Because the study focus was primary prevention, we excluded individuals if they had known coronary artery disease, cerebrovascular disease, and history of acute coronary syndrome or peripheral arterial disease. Although CVD risk reduction is vitally important in this population, the presence of existing CVD—in which CVD risk factors are treated more aggressively with medications—may introduce a confounding influence. We also excluded individuals for any of the following reasons: (1) taking medications (eg, protease inhibitors) that interfere with lipid metabolism; (2) cognitive impairment that precludes understanding the consent process, answering questionnaires, or participating in the intervention; (3) chronic drug abuse; (4) end-stage renal, liver, or pulmonary disease; (5) current active cancer (ie, undergoing active treatment for cancer) other than isolated skin cancer treatable by simple excision; and (6) gastrointestinal disease that requires special diets (eg, Crohn's disease, celiac disease). Once potential participants were recruited, community health workers obtained signed, informed consent. Once consent was obtained, participants completed the baseline study instruments (with the assistance, if needed, of the community health workers) and had physical assessments performed. After baseline data collection, participants were randomized to either HeartHealth or usual care. Community health workers arranged either the next data collection date—for those in the usual care group—or the intervention dates—for those randomized to HeartHealth. Data collected at baseline were repeated at the 4-month and 1-year time points.
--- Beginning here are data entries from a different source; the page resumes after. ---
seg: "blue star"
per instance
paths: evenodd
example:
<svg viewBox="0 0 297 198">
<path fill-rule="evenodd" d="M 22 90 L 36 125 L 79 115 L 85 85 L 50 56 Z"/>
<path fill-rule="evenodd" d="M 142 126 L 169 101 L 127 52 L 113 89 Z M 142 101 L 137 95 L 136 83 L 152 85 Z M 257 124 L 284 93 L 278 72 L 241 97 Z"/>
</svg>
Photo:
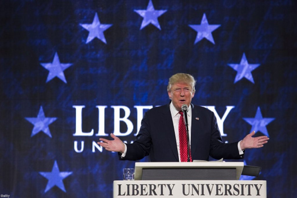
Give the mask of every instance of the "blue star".
<svg viewBox="0 0 297 198">
<path fill-rule="evenodd" d="M 46 79 L 46 83 L 56 77 L 60 78 L 65 83 L 67 83 L 63 71 L 72 65 L 71 63 L 61 63 L 57 52 L 55 54 L 54 59 L 52 63 L 40 63 L 41 65 L 50 72 Z"/>
<path fill-rule="evenodd" d="M 220 25 L 209 25 L 205 13 L 203 14 L 200 25 L 189 25 L 189 26 L 197 31 L 197 36 L 194 44 L 196 44 L 205 38 L 213 44 L 214 41 L 211 32 L 221 26 Z"/>
<path fill-rule="evenodd" d="M 251 132 L 253 131 L 255 133 L 260 131 L 268 137 L 269 137 L 269 135 L 266 129 L 266 125 L 275 119 L 274 118 L 263 118 L 259 107 L 258 107 L 255 118 L 243 118 L 244 120 L 252 125 Z"/>
<path fill-rule="evenodd" d="M 57 119 L 56 118 L 46 118 L 42 106 L 41 106 L 37 118 L 25 118 L 26 119 L 34 125 L 31 137 L 36 135 L 40 132 L 43 131 L 46 134 L 52 137 L 48 125 Z"/>
<path fill-rule="evenodd" d="M 161 27 L 158 20 L 158 18 L 167 11 L 167 10 L 155 10 L 154 5 L 150 0 L 146 9 L 135 9 L 134 11 L 143 18 L 140 27 L 141 30 L 150 23 L 151 23 L 161 30 Z"/>
<path fill-rule="evenodd" d="M 259 66 L 260 64 L 249 64 L 244 53 L 242 55 L 240 63 L 238 64 L 228 64 L 228 65 L 237 72 L 237 73 L 234 80 L 234 83 L 244 77 L 250 81 L 255 83 L 254 79 L 251 72 Z"/>
<path fill-rule="evenodd" d="M 247 165 L 247 162 L 245 160 L 244 160 L 244 166 Z M 240 176 L 240 180 L 252 180 L 256 178 L 254 176 L 249 176 L 249 175 L 241 175 Z"/>
<path fill-rule="evenodd" d="M 93 23 L 91 24 L 80 24 L 79 25 L 89 31 L 89 35 L 87 38 L 86 44 L 90 42 L 97 37 L 106 44 L 106 40 L 105 39 L 103 32 L 110 27 L 112 24 L 100 23 L 97 12 L 95 14 Z"/>
<path fill-rule="evenodd" d="M 48 180 L 44 192 L 46 192 L 55 185 L 66 192 L 63 180 L 72 174 L 72 172 L 60 172 L 57 161 L 55 161 L 51 172 L 40 172 L 39 174 Z"/>
</svg>

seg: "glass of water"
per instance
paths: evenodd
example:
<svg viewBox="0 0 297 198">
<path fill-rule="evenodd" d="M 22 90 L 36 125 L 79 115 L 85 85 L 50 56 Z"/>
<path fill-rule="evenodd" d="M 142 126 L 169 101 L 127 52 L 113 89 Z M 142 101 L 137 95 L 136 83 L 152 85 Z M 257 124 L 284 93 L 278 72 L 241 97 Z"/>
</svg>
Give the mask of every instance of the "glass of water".
<svg viewBox="0 0 297 198">
<path fill-rule="evenodd" d="M 124 180 L 134 180 L 134 169 L 123 169 L 123 175 Z"/>
</svg>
With at least 135 patients per group and an α level of .05, the power of the analysis of variance F test (a component of the mixed model, with tests for the fixed effects of time, group, and time by group) to detect a medium effect is at least 95% for each of the 2 main effects (ie, group and time) and the interaction effect (group × time). A medium effect is defined as one in which the ratio of the SD of the group means to the SD of the observations within the populations is at least 0.25.45 Even if the ratio is as small as 0.15, the power of the F test is at least 80% to detect significant main effects for group and time or the interaction of group × time.
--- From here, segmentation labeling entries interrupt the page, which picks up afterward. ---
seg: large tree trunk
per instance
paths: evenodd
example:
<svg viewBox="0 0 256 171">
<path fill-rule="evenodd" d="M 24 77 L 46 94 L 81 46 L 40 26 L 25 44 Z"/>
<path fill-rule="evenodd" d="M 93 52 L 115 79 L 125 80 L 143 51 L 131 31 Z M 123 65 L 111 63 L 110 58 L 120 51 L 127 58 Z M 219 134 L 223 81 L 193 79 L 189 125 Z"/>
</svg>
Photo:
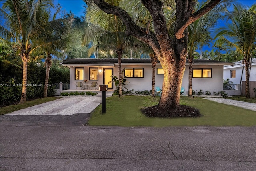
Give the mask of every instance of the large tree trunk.
<svg viewBox="0 0 256 171">
<path fill-rule="evenodd" d="M 163 109 L 175 109 L 180 106 L 180 97 L 186 58 L 170 63 L 160 61 L 164 70 L 164 81 L 158 107 Z"/>
<path fill-rule="evenodd" d="M 43 97 L 46 98 L 47 97 L 47 90 L 48 89 L 48 83 L 49 83 L 49 75 L 50 74 L 50 70 L 51 69 L 51 65 L 52 64 L 52 56 L 50 54 L 47 54 L 46 59 L 45 60 L 45 66 L 46 68 L 46 72 L 45 74 L 45 80 L 44 81 L 44 93 L 43 94 Z"/>
<path fill-rule="evenodd" d="M 246 61 L 247 62 L 247 61 Z M 245 63 L 245 97 L 250 98 L 250 86 L 248 62 Z"/>
<path fill-rule="evenodd" d="M 121 58 L 122 57 L 122 51 L 120 50 L 117 50 L 117 54 L 118 57 L 118 79 L 119 83 L 118 84 L 118 92 L 119 97 L 123 95 L 122 87 L 122 66 L 121 66 Z"/>
<path fill-rule="evenodd" d="M 28 86 L 28 58 L 26 56 L 28 54 L 24 54 L 22 57 L 23 62 L 23 70 L 22 71 L 22 91 L 21 93 L 21 98 L 20 101 L 20 103 L 23 103 L 27 101 L 27 86 Z"/>
</svg>

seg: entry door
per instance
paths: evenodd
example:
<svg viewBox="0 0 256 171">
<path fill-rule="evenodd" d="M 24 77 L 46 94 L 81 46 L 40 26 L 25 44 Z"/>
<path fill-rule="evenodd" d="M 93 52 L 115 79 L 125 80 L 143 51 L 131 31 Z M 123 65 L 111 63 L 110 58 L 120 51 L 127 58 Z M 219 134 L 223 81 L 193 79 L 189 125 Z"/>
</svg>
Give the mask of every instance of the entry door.
<svg viewBox="0 0 256 171">
<path fill-rule="evenodd" d="M 108 89 L 113 89 L 113 83 L 108 84 L 112 80 L 111 76 L 113 75 L 113 68 L 104 68 L 103 84 L 107 84 Z"/>
</svg>

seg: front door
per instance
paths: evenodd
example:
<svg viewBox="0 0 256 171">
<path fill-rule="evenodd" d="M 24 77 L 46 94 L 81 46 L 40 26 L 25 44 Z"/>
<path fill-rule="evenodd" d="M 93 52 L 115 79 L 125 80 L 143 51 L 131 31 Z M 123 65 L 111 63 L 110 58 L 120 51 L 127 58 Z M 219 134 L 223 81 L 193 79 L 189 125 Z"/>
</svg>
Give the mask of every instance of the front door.
<svg viewBox="0 0 256 171">
<path fill-rule="evenodd" d="M 112 80 L 111 76 L 113 75 L 113 68 L 103 68 L 103 84 L 107 84 L 108 89 L 113 89 L 113 83 L 108 84 Z"/>
</svg>

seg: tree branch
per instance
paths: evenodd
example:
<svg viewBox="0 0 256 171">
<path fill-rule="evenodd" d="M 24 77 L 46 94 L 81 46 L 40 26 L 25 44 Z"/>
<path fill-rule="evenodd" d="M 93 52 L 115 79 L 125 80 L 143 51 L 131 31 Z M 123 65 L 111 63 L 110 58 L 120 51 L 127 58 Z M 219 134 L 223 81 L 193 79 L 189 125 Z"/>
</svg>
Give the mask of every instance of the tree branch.
<svg viewBox="0 0 256 171">
<path fill-rule="evenodd" d="M 190 24 L 210 11 L 221 1 L 221 0 L 212 0 L 200 10 L 191 14 L 188 17 L 186 18 L 180 25 L 180 27 L 178 28 L 175 32 L 177 39 L 180 39 L 184 37 L 184 30 Z"/>
</svg>

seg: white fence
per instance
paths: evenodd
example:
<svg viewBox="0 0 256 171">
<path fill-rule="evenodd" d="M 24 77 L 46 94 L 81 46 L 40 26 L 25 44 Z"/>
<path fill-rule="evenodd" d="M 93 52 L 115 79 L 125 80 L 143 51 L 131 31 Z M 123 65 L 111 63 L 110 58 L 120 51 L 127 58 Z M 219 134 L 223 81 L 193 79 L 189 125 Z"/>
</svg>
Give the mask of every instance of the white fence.
<svg viewBox="0 0 256 171">
<path fill-rule="evenodd" d="M 62 90 L 66 90 L 70 89 L 70 85 L 68 83 L 55 83 L 52 84 L 52 86 L 54 86 L 54 90 L 56 90 L 56 93 L 54 95 L 60 95 L 60 93 L 62 92 Z"/>
</svg>

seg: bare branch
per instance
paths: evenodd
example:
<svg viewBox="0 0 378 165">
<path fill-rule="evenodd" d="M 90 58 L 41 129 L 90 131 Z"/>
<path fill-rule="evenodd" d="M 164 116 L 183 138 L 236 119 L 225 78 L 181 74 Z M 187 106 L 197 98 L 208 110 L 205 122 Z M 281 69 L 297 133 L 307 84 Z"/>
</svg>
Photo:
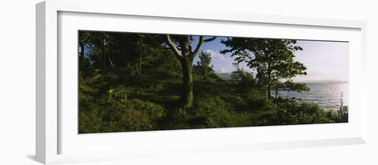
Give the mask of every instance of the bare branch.
<svg viewBox="0 0 378 165">
<path fill-rule="evenodd" d="M 169 47 L 173 51 L 173 53 L 175 53 L 176 56 L 177 58 L 183 57 L 183 55 L 180 53 L 180 52 L 179 51 L 179 50 L 176 47 L 176 45 L 175 45 L 173 42 L 172 42 L 172 40 L 170 40 L 170 36 L 169 36 L 169 34 L 166 35 L 166 38 L 167 45 L 169 46 Z"/>
<path fill-rule="evenodd" d="M 216 38 L 216 37 L 212 37 L 212 38 L 208 38 L 206 40 L 203 40 L 203 42 L 208 42 L 213 41 Z"/>
<path fill-rule="evenodd" d="M 196 49 L 194 49 L 194 51 L 193 51 L 192 58 L 194 58 L 194 57 L 198 54 L 198 52 L 201 50 L 201 47 L 202 46 L 202 44 L 203 43 L 203 36 L 199 36 L 199 39 L 198 40 L 198 44 L 197 45 Z"/>
</svg>

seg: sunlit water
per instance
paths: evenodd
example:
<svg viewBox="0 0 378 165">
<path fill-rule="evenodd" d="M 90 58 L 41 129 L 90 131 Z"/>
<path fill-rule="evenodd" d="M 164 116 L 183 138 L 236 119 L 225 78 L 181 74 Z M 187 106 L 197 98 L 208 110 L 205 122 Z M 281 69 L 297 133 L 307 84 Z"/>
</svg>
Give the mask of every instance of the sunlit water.
<svg viewBox="0 0 378 165">
<path fill-rule="evenodd" d="M 286 99 L 295 98 L 295 99 L 302 99 L 307 102 L 317 103 L 320 107 L 328 110 L 340 110 L 342 98 L 344 105 L 348 105 L 348 83 L 306 83 L 306 84 L 310 88 L 309 92 L 298 93 L 279 91 L 278 96 Z"/>
</svg>

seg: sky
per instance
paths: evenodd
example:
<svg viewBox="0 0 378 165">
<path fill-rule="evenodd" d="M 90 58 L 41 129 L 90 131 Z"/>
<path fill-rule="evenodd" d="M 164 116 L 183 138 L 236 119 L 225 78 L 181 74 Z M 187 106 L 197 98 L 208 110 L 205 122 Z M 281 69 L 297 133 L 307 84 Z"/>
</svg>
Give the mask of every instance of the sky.
<svg viewBox="0 0 378 165">
<path fill-rule="evenodd" d="M 197 40 L 198 38 L 195 38 Z M 202 51 L 211 54 L 212 62 L 216 73 L 231 73 L 236 70 L 232 65 L 235 57 L 231 53 L 225 55 L 220 50 L 227 47 L 221 40 L 227 38 L 219 37 L 215 40 L 204 43 Z M 296 45 L 303 51 L 296 51 L 296 61 L 302 63 L 307 68 L 307 75 L 293 77 L 294 81 L 347 81 L 348 79 L 348 43 L 345 42 L 298 40 Z M 199 55 L 194 64 L 199 60 Z M 245 64 L 241 64 L 245 71 L 252 71 Z"/>
</svg>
Analysis of our pilot study data, preliminary to this study, demonstrated that for the outcomes of low-density lipoprotein (LDL) cholesterol, high-density lipoprotein (HDL) cholesterol, total cholesterol, BMI, and depression, the improvements in each of these outcomes demonstrated a medium or smaller effect size. Given that the effect size of 0.15 in this context was only slightly larger than the ratio designated as a small effect size by Cohen (namely, 0.1), there was a high level of power to detect a significant change over time within the intervention group, with 135 per group and an α level of .01. While it is not possible to estimate the power associated with the GEE model directly, the power of the chi-square test of proportions is considered a close alternative. With 135 patients per group and a significance level of .01, the power of the chi-square test to detect an odds ratio as small as 2.3 is approximately 80%.
Because we included all subjects with at least 1 follow-up measure in the mixed and GEE models, we anticipated the sample size to be larger than 135 per group, thereby increasing the statistical power beyond the estimates above. The data analysis protocol we specified was purposely conservative to allow the detection of even relatively subtle, yet meaningful, clinical differences. Examples of this purposeful conservatism included use of the intent-to-treat model as well as specification of 2-sided tests even though we anticipated the direction of the intervention a priori. Further, we based the power analysis on the conservative α level of .01 throughout to control overall type I error. In addition to the conservative conventions chosen, the proposed sample size per group allowed for comparisons by gender or by depression and health literacy category. With an α level of .01 and approximately 68 people in each group, the power of the 2-sample t test was at least 80% to detect a group difference if the ratio of the difference in means to the SD was at least 0.6. We obtained power estimates using nQuery Advisor version 6.02.
The HomePlace program referred all individuals enrolled in the study to a primary care provider, who would manage the CVD risk factors identified in our screening. HomePlace also arranged for the care to be free or at a low cost, depending on the patient's resources. We did not otherwise influence the delivery of care. Because we did not want to influence the delivery of usual care, there was no follow-up about the number of visits to the provider or the therapy provided. The standard of care in this area is to address CVD risk factor reduction with advice about lifestyle change and/or a prescription of medications in the 10- to 15-minute appointment, with follow-up typically 3 to 12 months later.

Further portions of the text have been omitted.